Mandela: the unfulfilled promise of the rainbow nation

Daniel Adawa

Daniel Adawa is a professor at the Ahmadu Bello University in Nigeria

Leadership failure in Africa continues to define Africa as the preeminent disaster region of the world, still at this late hour dependent on donor aid despite its enormous resources. Recent events in South Sudan and the Central African Republic are only the more dramatic face of Africa in crisis.

In the middle of the last century at the start of his public career as a freedom fighter Mandela saw the African predicament as a democracy problem. Mandela may not have recognized this, but this was no less than a leadership issue.

At the time Africa was, from west to east, from north to south, ruled by greedy foreign powers that ruthlessly exploited the population and the rich resources of the land. In his own native South Africa a brutal white minority tribe was in power promoting white minority privileges on the back and sweat of the black majority of the land. Earlier leadership problems in Africa had permitted Africa to be overrun by imperial powers. Africa could not mobilize its own defenses even against slave raiders and slave traders.

At his Rovenia treason trial in 1964 Mandela swore he would fight oppression and domination regardless of the color or the complexion of the perpetrators. It was as though Mandela had looked through the mirror glass and foresaw the rise of the many tyrants that abound in Africa today.
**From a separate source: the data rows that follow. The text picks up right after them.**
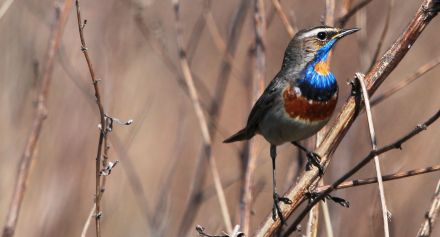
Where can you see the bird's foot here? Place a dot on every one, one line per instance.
(315, 160)
(276, 210)
(311, 196)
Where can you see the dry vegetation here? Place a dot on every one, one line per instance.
(187, 73)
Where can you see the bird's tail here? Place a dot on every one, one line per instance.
(241, 135)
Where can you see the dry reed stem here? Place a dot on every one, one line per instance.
(330, 12)
(385, 212)
(344, 19)
(349, 112)
(250, 157)
(41, 112)
(313, 222)
(201, 117)
(88, 220)
(431, 216)
(398, 175)
(280, 12)
(384, 33)
(404, 83)
(195, 192)
(104, 126)
(395, 145)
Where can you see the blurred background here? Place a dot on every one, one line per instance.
(132, 45)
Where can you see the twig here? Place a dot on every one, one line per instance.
(192, 207)
(88, 220)
(395, 145)
(398, 175)
(384, 33)
(279, 10)
(351, 109)
(404, 83)
(105, 126)
(385, 212)
(235, 232)
(121, 150)
(330, 12)
(431, 216)
(343, 19)
(249, 160)
(313, 222)
(29, 151)
(200, 116)
(327, 219)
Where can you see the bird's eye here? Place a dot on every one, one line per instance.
(321, 35)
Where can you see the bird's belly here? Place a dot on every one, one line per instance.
(278, 128)
(296, 118)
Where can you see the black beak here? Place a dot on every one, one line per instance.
(346, 32)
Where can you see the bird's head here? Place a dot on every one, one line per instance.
(313, 46)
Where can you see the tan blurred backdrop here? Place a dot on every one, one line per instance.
(137, 84)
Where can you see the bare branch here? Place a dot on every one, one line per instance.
(200, 116)
(29, 151)
(249, 159)
(398, 175)
(192, 207)
(351, 109)
(404, 83)
(431, 216)
(384, 33)
(385, 212)
(395, 145)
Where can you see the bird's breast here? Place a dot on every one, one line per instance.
(298, 107)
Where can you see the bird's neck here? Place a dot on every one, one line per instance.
(317, 82)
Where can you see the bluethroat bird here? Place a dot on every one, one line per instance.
(299, 101)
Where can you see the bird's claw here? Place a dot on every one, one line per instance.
(276, 210)
(315, 160)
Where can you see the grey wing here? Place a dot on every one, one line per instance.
(265, 102)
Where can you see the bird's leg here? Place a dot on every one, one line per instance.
(276, 210)
(312, 157)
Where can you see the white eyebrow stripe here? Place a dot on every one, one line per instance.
(315, 32)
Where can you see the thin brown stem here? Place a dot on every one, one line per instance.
(373, 153)
(383, 34)
(431, 216)
(404, 83)
(249, 159)
(373, 139)
(200, 116)
(372, 180)
(29, 151)
(102, 117)
(193, 205)
(374, 78)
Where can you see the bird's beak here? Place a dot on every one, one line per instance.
(345, 32)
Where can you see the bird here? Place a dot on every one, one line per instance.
(299, 101)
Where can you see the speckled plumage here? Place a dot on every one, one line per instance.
(305, 72)
(299, 101)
In any case Mandela foresaw the problem that can arise for a minority within a democracy and worked towards a new definition of democracy. Today there are many minority tribes in Africa whose rights are brutally crashed. Mandela saw as a cardinal tenet of democracy the protection of the rights of a minority within majority rule. For South Africa this raised the issue of how to deal with a history that hugely favored one group against the other. As he negotiated the end to apartheid Mandela did not adequately address this issue.
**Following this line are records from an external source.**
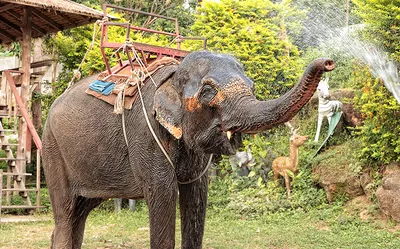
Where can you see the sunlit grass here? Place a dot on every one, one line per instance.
(323, 228)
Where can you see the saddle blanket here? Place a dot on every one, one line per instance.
(108, 87)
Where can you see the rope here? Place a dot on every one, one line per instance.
(141, 79)
(77, 73)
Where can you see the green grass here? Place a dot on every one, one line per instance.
(328, 227)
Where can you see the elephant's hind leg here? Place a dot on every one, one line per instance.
(63, 219)
(62, 197)
(82, 209)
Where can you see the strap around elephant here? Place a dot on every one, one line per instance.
(154, 134)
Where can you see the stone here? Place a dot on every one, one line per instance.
(388, 195)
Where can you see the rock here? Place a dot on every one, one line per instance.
(388, 195)
(367, 184)
(338, 181)
(391, 168)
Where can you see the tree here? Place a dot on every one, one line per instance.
(255, 32)
(382, 23)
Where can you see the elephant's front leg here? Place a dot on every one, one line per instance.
(161, 200)
(193, 204)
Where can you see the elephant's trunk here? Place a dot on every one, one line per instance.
(256, 116)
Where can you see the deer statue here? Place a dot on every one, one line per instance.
(281, 165)
(326, 107)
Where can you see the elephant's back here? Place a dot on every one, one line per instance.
(77, 112)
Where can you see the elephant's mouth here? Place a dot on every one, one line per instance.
(233, 141)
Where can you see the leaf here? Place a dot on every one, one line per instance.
(251, 174)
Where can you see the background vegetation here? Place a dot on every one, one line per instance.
(275, 40)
Consequently today the challenge in South Africa is how to empower and ensure the upward mobility of the still marginalized black majority while at the same time guaranteeing human rights for the historically privileged white minority whose continued participation in the country’s economy and cultural life is essential.

While South Africa has mercifully avoided the tragic path taken in neighboring Zimbabwe, the criminal shooting down last year of scores of unharmed miners engaged in peaceful protests, is only one indicator that the new South Africa has yet to rise up to its promise as a rainbow nation.